I would ask, regardless, that the members of your clan (which incidently seem to be growing)  refrain from traveling from their current location.  I warn you: the lymph node in my armpit may seem to be a desireable travel destination but is positively Syrian in its concurrent beauty and propensity to violence (my white cells: terrorists!) and so I inform you that you are banned from travel there and am, in fact, revoking your passport.

I should also make a special announcement that your continued presence in what my children affectionately refer to as my Nanas may result in your being needle aspirated, cultured, squashed in mammography, irradiated, poisoned, or EXCISED.

Also: I reject your claim that I have judged you (and harshly) without even getting to know you.  No, I do not know whether you are benign or malignant.  I DON'T REALLY CARE. You may call me a cell-ist if that makes you feel better about yourself.  I am not.  In fact, some of my best friends are cells or some combination thereof.  I am particularly fond of neurons and zygotes.  And it is common knowledge that amoeba babies are ADORABLE. 

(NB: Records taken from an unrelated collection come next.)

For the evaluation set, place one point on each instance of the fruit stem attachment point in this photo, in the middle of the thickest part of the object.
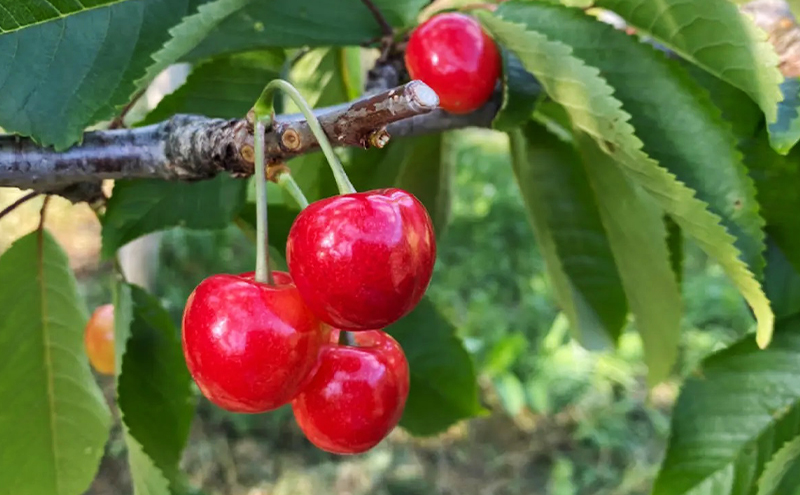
(264, 107)
(287, 182)
(263, 273)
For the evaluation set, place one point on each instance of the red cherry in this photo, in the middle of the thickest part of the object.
(99, 339)
(454, 56)
(250, 346)
(356, 395)
(362, 261)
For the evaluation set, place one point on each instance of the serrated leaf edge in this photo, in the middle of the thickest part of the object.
(737, 270)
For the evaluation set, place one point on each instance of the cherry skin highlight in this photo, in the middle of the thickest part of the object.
(98, 338)
(453, 55)
(364, 260)
(248, 345)
(356, 396)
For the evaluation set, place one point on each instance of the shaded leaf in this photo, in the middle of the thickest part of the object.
(714, 35)
(675, 118)
(224, 87)
(675, 246)
(570, 235)
(154, 386)
(443, 383)
(737, 108)
(592, 108)
(146, 478)
(280, 220)
(521, 91)
(637, 237)
(191, 31)
(740, 406)
(781, 475)
(54, 420)
(296, 23)
(61, 75)
(139, 207)
(777, 179)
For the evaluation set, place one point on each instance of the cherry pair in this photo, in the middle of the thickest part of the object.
(357, 262)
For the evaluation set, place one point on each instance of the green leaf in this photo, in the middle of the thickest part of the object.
(732, 414)
(443, 384)
(741, 112)
(323, 77)
(570, 235)
(16, 14)
(296, 23)
(139, 207)
(781, 282)
(224, 87)
(785, 132)
(680, 126)
(66, 72)
(505, 353)
(54, 420)
(521, 92)
(637, 236)
(281, 217)
(191, 31)
(592, 108)
(154, 386)
(675, 246)
(511, 392)
(146, 477)
(781, 475)
(714, 35)
(777, 179)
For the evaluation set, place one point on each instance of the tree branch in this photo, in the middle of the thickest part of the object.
(188, 147)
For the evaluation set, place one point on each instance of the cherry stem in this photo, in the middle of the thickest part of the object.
(347, 338)
(263, 273)
(287, 182)
(342, 181)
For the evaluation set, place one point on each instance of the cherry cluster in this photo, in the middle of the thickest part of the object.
(314, 337)
(357, 263)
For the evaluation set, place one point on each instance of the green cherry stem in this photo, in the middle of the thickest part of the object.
(265, 102)
(287, 182)
(347, 338)
(263, 273)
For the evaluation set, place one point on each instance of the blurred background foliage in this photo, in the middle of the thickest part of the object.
(562, 420)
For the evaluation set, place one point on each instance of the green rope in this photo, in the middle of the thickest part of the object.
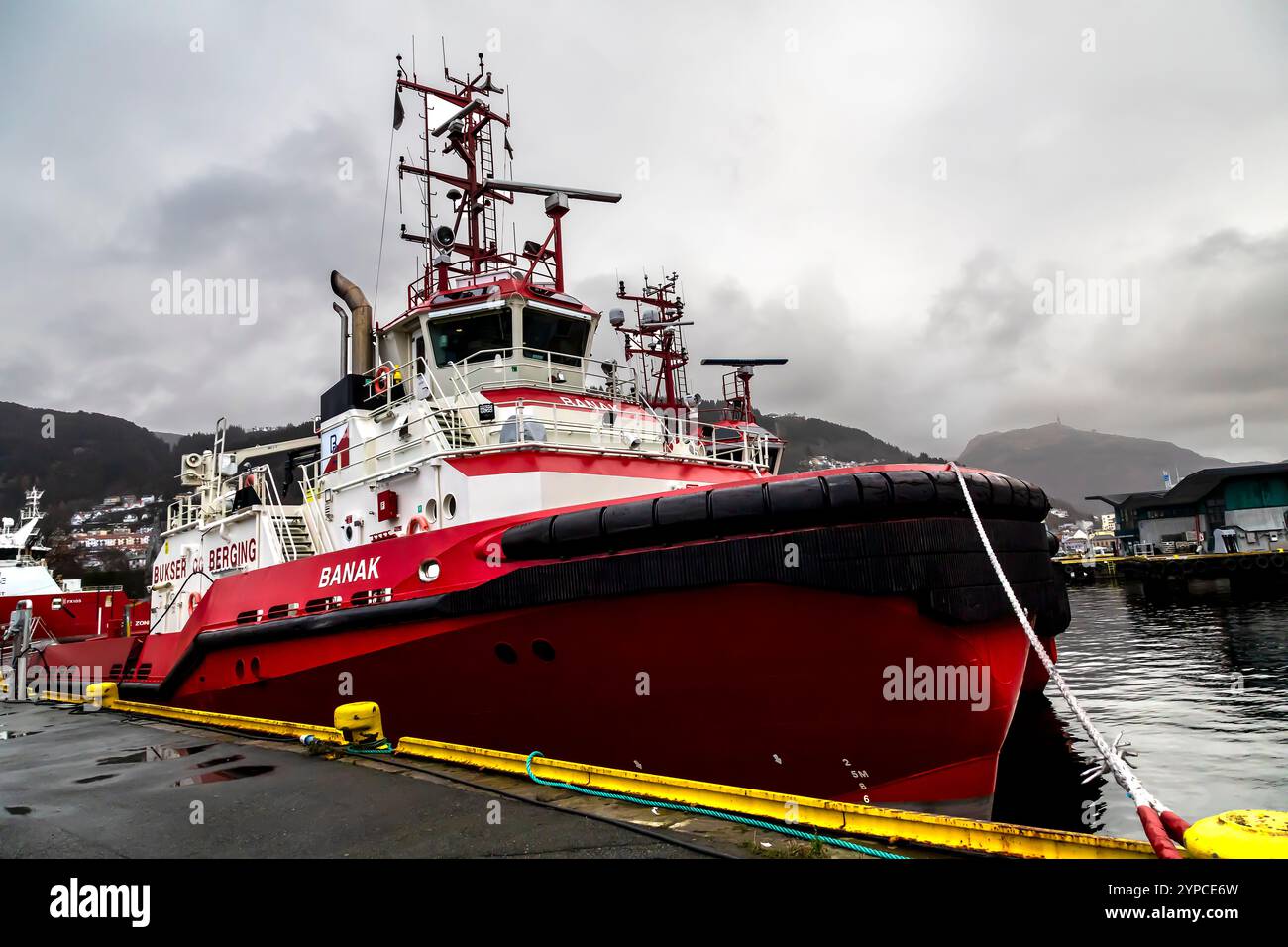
(713, 813)
(380, 748)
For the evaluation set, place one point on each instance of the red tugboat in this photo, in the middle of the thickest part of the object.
(509, 544)
(60, 609)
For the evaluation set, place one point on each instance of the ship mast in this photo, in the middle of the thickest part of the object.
(658, 339)
(468, 134)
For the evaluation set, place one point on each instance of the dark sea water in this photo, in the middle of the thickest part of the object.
(1201, 689)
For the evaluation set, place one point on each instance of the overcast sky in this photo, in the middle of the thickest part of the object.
(871, 189)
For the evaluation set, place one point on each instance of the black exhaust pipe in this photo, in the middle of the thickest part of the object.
(360, 315)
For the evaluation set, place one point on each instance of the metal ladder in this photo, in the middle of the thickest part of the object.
(292, 536)
(483, 137)
(454, 428)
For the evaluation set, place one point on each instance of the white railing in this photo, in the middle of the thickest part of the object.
(277, 522)
(314, 517)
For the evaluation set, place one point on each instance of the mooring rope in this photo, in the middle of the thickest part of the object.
(713, 813)
(1158, 821)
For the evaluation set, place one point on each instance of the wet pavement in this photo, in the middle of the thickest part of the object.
(104, 787)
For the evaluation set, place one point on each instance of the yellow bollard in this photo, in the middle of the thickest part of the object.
(103, 694)
(1239, 834)
(360, 723)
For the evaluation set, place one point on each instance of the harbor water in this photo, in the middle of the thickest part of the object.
(1198, 685)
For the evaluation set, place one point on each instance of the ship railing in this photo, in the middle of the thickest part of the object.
(314, 509)
(546, 424)
(185, 510)
(557, 371)
(279, 526)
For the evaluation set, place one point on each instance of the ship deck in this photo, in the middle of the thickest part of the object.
(81, 785)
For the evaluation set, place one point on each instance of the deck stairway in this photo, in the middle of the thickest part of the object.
(292, 536)
(455, 431)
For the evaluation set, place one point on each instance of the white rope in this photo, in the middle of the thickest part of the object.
(1113, 761)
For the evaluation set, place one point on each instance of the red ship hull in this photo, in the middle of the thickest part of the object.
(706, 659)
(750, 685)
(73, 615)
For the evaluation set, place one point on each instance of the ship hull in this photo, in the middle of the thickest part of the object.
(786, 689)
(855, 650)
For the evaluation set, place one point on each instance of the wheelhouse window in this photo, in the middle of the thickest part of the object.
(563, 337)
(456, 339)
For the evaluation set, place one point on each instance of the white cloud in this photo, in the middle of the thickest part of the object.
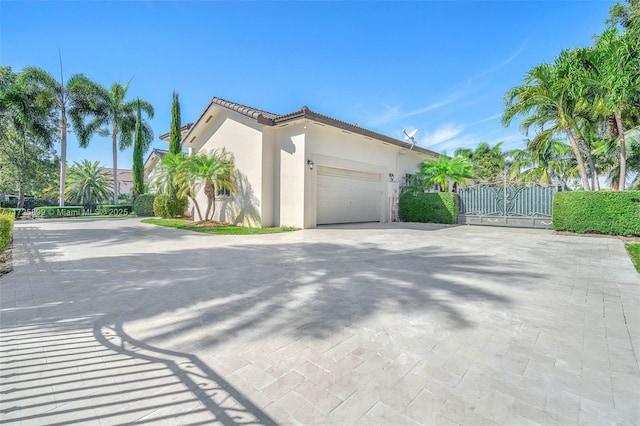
(441, 134)
(484, 120)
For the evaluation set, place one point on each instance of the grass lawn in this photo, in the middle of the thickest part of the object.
(92, 216)
(633, 248)
(216, 229)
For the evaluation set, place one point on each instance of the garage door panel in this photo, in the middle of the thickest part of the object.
(347, 196)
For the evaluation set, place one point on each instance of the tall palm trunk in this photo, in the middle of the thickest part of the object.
(210, 192)
(114, 147)
(595, 184)
(63, 154)
(579, 159)
(623, 151)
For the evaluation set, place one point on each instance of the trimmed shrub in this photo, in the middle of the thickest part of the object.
(115, 210)
(437, 207)
(16, 213)
(602, 212)
(175, 206)
(160, 206)
(6, 230)
(32, 203)
(143, 206)
(53, 211)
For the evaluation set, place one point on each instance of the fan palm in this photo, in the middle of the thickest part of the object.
(487, 161)
(617, 59)
(545, 160)
(445, 170)
(545, 100)
(77, 97)
(88, 183)
(211, 172)
(115, 117)
(24, 114)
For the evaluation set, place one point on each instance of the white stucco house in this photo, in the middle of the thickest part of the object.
(303, 169)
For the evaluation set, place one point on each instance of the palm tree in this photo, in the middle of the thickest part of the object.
(211, 173)
(487, 161)
(88, 183)
(617, 59)
(115, 117)
(77, 98)
(608, 157)
(445, 170)
(545, 100)
(24, 118)
(545, 160)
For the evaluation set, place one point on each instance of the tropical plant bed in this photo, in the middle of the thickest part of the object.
(214, 227)
(84, 216)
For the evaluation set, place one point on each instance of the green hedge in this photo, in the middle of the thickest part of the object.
(6, 230)
(603, 212)
(143, 206)
(114, 210)
(438, 207)
(160, 206)
(12, 211)
(49, 212)
(175, 206)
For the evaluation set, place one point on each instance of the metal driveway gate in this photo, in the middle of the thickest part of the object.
(517, 206)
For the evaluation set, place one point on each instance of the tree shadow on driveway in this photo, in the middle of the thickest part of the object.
(181, 293)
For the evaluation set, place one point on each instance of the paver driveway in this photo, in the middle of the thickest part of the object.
(118, 322)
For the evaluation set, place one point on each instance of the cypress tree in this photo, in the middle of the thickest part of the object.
(172, 203)
(174, 130)
(138, 167)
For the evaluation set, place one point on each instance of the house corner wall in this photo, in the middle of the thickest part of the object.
(292, 176)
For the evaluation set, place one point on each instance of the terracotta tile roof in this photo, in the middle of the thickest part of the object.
(159, 152)
(183, 130)
(271, 119)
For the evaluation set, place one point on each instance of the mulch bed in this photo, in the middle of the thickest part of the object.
(209, 224)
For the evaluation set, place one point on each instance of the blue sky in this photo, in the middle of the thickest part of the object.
(441, 67)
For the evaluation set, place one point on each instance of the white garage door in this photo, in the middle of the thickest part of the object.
(347, 196)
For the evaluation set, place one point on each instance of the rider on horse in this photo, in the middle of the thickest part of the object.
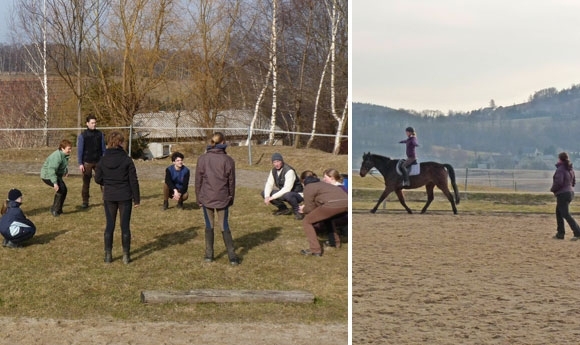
(411, 143)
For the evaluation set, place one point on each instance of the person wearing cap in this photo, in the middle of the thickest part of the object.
(176, 181)
(411, 143)
(283, 186)
(14, 226)
(53, 170)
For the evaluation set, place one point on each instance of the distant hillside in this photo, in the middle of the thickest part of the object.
(548, 123)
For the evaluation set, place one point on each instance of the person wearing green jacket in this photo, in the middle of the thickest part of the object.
(53, 170)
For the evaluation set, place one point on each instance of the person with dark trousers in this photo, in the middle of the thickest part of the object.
(411, 143)
(90, 149)
(322, 201)
(176, 181)
(215, 189)
(117, 174)
(14, 226)
(283, 185)
(54, 169)
(333, 225)
(563, 184)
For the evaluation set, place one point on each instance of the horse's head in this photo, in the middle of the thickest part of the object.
(367, 164)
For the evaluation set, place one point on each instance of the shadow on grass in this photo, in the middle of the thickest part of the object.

Again I apologize.  I am usually a kind person, given neither to violence nor threats of such.  But I will deport you like an Arizona Mexican.  Consider yourself warned.

I should wrap this up as I have to get off to the doctor's office.  But just to recap, I am asking you, little tangled knot of cells,  to cease and desist in an immediate fashion. 

Yours Truly and Temporarily,


  1. Thinking of you my dear.Hugs and prayers.

  2. So true. You put it in perspective, as I am going through the same at 35.